By the time my consultant came to see me that afternoon, I was a different person. I was washed, changed out of my gown into pyjamas and although I still had my catheter in, I felt amazing compared to the night before. He told me the details of the operation.
More endometriosis had grown since my last lap in July. Back then, he had found it on the outside of my uterus, vagina and lining the pelvic wall. This time, it had spread to both sides of the vagina, both sides of the rectum, along the back of the pelvic wall and onto my bowel. He showed me roughly how much they had cut out – around the size of a side plate. There was a small amount on my bowel that was in too dangerous a position to try to cut out so he had left it alone. Answering my questions about this remaining bit, he said that it was miniscule compared to the amount he cut out, only about 1% of the entire diseased tissue. He warned that because he had to cut quite deeply into good tissue, especially around the pelvic wall, my insides were raw and would take a few months to heal. I might not feel the benefits of the removal until they all heal completely but he was very confident that I would see a massive reduction in my symptoms.
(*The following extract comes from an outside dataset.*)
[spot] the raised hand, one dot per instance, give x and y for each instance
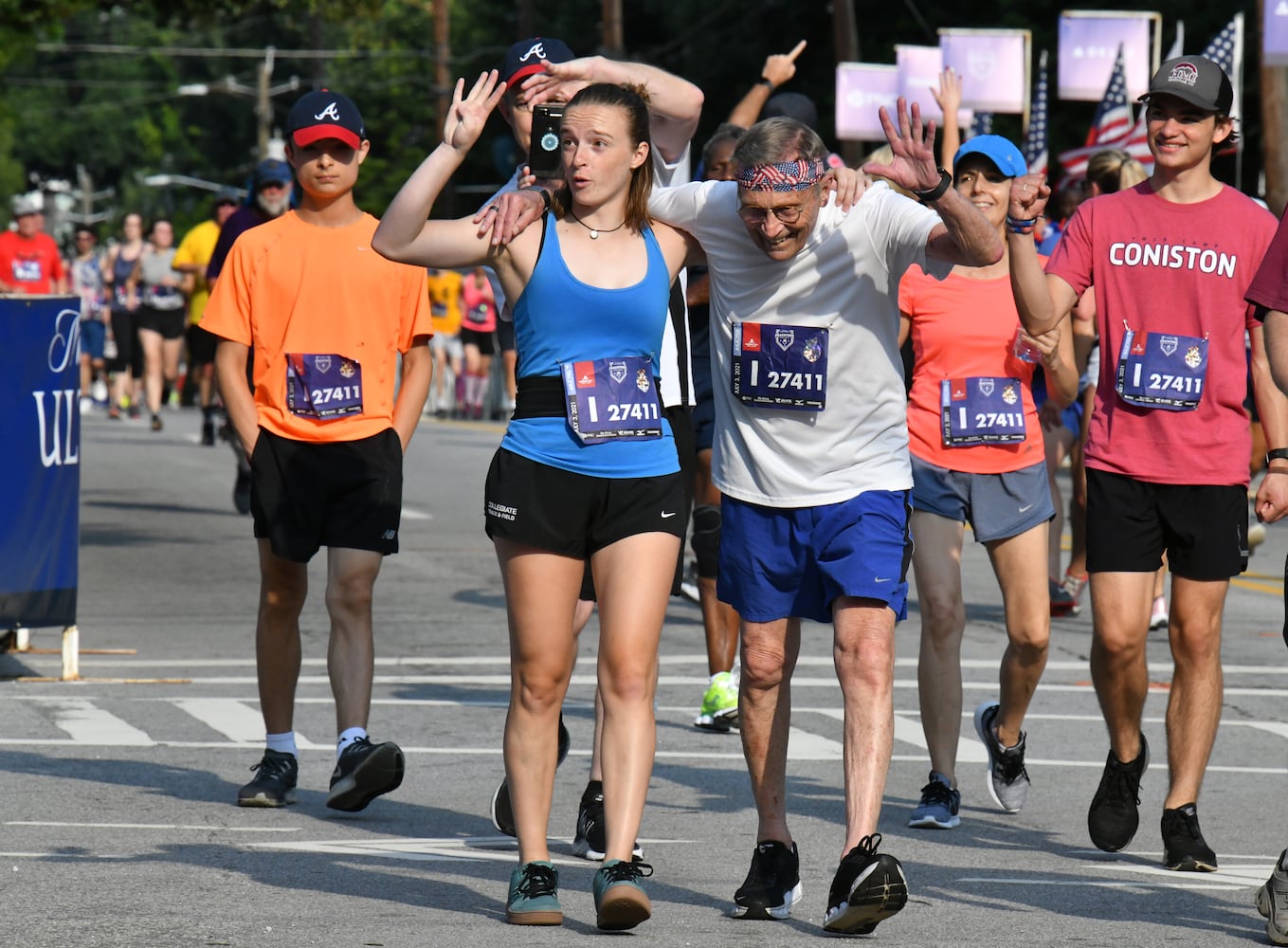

As he did in July, he said well done and squeezed my knee. Technically, it should have been the other way around…I just slept there while he did the complex surgery but I knew what he meant. Along with practically every other doctor I’ve seen, he had argued with me that I couldn’t possibly have endometriosis and only agreed to do a laparoscopy because I insisted and fought him to get it. I was right all along. No one knows my body as well as I do and while I might not be a doctor or a specialist, I knew that what I was going through wasn’t normal. I knew it wasn’t in my head though countless people insisted it must be.

The surgery itself wasn’t really a saga. But my journey to get here was. If I accepted the doctors and everyone else when they told me there was nothing wrong with me, I would never have been given a positive diagnosis. I would be on anti-depressants for this phantom pain that they thought I was making up. I would still be in pain from the aggressive disease that would still be inside me.

But I’m not. Now nobody can say it’s all in my head. I have proof that I was so riddled with a disease that it grew so aggressively even within six months. The war might not be over but I’ve won this battle. And now I’m recovering in relief.